The atrocities carried out by the Nazis were the result of a lockstep narrative of “demonization” which replaced facts, Herzog observed. He argued that scapegoating people and entire nations – “Jewish people, the French, the Russians,” and so on – can still be seen “very clearly” today.
It is not so much what is factually happening, it’s who owns the narrative. And we have to be very, very careful and watchful about looking at the media. What are the media doing? Is there some sort of almost collective brainwashing going on or not? … [W]e have to be quite vigilant and we should think on our own.
The “industrialized mass murder” of the Holocaust – a mechanized system of death not seen before in human history – required manufactured consent, he stressed.
But questioning prevailing narratives might not be enough.
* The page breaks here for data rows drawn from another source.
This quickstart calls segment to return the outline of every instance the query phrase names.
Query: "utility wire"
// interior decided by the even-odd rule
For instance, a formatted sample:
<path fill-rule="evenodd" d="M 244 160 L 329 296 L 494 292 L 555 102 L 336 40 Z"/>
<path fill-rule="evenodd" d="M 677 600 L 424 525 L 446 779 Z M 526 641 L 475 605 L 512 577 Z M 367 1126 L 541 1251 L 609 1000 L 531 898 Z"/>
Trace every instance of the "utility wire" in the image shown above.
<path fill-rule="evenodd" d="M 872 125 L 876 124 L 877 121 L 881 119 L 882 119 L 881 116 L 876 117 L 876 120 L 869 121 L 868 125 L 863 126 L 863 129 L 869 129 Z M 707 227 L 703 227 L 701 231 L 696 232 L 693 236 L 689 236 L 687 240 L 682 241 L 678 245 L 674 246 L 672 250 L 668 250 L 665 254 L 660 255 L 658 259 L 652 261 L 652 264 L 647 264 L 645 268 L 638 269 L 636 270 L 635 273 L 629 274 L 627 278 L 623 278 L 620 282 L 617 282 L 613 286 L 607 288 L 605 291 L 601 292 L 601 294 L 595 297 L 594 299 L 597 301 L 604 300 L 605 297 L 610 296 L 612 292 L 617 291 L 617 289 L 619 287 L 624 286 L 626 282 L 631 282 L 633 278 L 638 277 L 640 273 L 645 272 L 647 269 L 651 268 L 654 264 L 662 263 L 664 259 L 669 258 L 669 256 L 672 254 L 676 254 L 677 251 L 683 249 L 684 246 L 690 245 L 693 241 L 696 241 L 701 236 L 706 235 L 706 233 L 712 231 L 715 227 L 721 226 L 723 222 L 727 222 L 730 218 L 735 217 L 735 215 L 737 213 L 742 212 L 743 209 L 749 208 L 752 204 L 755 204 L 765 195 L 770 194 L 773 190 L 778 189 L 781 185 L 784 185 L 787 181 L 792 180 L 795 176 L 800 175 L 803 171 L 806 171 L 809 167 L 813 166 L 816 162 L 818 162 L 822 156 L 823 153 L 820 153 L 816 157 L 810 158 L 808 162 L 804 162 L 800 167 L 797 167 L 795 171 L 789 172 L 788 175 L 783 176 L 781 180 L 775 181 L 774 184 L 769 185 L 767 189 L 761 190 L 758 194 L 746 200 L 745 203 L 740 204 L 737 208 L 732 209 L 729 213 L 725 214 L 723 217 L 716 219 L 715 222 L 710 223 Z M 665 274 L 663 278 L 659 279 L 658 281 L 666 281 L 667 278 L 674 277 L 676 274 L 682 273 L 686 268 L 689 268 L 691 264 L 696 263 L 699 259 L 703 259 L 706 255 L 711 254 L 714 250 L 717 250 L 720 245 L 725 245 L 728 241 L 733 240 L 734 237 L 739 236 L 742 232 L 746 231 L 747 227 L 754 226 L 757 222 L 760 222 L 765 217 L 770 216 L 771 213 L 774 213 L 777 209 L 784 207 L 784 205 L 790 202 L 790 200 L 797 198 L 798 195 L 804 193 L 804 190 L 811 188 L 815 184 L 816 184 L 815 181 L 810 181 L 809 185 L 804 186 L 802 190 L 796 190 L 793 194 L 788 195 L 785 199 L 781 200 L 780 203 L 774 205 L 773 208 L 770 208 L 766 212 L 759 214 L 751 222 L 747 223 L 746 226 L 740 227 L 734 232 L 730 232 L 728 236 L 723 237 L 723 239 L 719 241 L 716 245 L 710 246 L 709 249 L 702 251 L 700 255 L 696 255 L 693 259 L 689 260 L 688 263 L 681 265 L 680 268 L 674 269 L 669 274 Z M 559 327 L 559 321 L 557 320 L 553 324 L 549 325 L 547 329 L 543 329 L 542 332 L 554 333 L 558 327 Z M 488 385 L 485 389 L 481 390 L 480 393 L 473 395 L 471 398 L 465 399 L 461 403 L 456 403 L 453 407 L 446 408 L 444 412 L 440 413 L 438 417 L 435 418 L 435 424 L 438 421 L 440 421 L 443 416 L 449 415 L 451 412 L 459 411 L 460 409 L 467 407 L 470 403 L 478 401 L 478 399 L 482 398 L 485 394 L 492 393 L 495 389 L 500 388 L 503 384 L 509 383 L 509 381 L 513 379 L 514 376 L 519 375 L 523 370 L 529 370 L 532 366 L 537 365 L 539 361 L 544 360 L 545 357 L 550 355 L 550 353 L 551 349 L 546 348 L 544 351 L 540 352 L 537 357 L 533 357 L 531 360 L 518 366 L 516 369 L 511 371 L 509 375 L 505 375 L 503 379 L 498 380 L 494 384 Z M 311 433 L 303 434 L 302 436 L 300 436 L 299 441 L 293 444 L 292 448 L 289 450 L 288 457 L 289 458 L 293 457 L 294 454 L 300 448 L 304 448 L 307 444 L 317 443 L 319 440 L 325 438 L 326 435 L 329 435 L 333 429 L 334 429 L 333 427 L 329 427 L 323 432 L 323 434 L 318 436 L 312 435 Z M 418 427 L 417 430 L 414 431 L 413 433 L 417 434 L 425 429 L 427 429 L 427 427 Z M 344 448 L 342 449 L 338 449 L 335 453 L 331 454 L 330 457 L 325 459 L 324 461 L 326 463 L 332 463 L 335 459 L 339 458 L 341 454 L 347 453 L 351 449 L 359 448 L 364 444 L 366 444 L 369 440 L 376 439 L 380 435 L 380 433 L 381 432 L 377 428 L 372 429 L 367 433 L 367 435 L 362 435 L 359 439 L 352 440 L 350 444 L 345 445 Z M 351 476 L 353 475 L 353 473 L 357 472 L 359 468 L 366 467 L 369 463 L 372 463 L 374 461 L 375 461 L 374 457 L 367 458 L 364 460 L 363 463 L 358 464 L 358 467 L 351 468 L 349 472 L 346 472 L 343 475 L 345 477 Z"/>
Should fascism re-emerge, Herzog vowed that he would sacrifice his life to stop it. The filmmaker said he would “take up arms” and “defend democracy” if there’s another Holocaust.
As long as there’s breath in me, it’s not going to happen, because I will fight back actively. I will arm myself and I will fight back. And you will see me dead, and only then it may happen.
The tragedies and triumphs of World War II may seem distant and foreign to current generations, but he argued that similar sacrifice and cooperation can be seen in the current fight against Covid-19. He urged people to show “discipline” in order to overcome the pandemic, stressing that the virus must be “starved.”
For Herzog, the heroes of our times are those who have selflessly volunteered as test subjects as the world rushes to develop a vaccine for coronavirus.
The worldwide health crisis will likely alter our “collective behavior,” he observed – a change that will hopefully be for the better. As Herzog pointed out, Germany once waged a catastrophic war against the Soviet Union, but now he is “happily married” to a Russian.